Skimming can be done in all places where you can use cards and where it is possible to read the magnetic strip on the card. Therefore, it is important that you hide your code by holding your hand over the keypad. Where only the chip is used, that is, where half the card is inserted into a payment terminal, skimming cannot be carried out because the magnetic track cannot be read. Most terminals in Europe are currently chip-based, but even the rest of the world is about to switch to such terminals. However, it is not as fast everywhere.
3. The petrol scam
Here’s how it works: The fraudster parks his car on a drive along the highway. It is late and no one is there except a tired person behind the checkout. The scammer attaches a skimmer to the card reader next to the pump, which sends a Bluetooth signal to a nearby laptop.
The fraudster then pays for his gasoline and then starts using his laptop to collect data from the modified pump from a nearby location.
The fraudster installs skimmers on ATMs, ATMs, ATMs and all other places where there are unmanned card readers.
4. The master of the malicious programs
Here’s how it works: Harry installs malicious software, a type of software that damages or infiltrates a computer or network, on a very common site that happens to have a low level of security. The malicious software installs on your computer when you visit the site, giving Harry access to the information on your credit card.
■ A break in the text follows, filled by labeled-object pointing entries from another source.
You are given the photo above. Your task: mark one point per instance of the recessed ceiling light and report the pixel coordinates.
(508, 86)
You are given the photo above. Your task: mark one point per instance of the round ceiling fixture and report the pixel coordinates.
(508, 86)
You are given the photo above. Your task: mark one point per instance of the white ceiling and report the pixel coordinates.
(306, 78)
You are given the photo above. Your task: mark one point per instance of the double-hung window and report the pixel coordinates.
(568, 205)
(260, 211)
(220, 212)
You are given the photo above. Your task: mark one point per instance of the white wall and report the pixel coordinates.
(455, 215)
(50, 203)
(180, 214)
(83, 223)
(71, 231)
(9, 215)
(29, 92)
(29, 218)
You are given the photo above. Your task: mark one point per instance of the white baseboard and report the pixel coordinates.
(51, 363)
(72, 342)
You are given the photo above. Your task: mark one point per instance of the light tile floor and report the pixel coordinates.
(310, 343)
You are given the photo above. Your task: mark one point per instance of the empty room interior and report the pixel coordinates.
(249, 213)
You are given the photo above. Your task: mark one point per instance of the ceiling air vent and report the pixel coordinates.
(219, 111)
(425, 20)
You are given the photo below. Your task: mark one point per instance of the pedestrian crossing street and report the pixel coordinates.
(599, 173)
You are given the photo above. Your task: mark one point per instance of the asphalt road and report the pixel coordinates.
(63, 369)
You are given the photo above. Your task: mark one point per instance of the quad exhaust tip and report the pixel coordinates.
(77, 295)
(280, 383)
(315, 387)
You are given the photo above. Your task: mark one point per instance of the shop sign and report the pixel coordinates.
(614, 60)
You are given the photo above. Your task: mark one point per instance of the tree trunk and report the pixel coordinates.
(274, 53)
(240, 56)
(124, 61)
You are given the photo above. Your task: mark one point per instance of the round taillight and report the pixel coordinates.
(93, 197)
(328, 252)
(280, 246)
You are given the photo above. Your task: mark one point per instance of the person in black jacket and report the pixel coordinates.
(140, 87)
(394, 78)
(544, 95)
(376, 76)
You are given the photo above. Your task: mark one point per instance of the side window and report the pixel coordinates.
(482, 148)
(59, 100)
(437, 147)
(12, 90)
In another scenario, Harry installs malicious software on publicly available computers and collects the information you share with such computers.
Philipp uses malicious software to access your laptop or tablet. He sends e-mails with attachments that promise dancing cats or any other lure.
When users open the attachment, malicious software is downloaded to the computer and makes sensitive information accessible.
Philipp also sends emails from a well-known sender with a link to an infected website that installs malicious software on your computer. Once the software is installed, Philipp can access the information to your credit card.
5. Discounted data
Here’s how it works: If your credit card falls into the hands of a criminal, the risk is that the information will be resold.
The person who purchases the information confirms it and then resells it to someone who creates a fake credit card with your information. The manufacturer of the card then sells it to other criminals who buy goods such as stereos or scuffles just like ordinary consumers.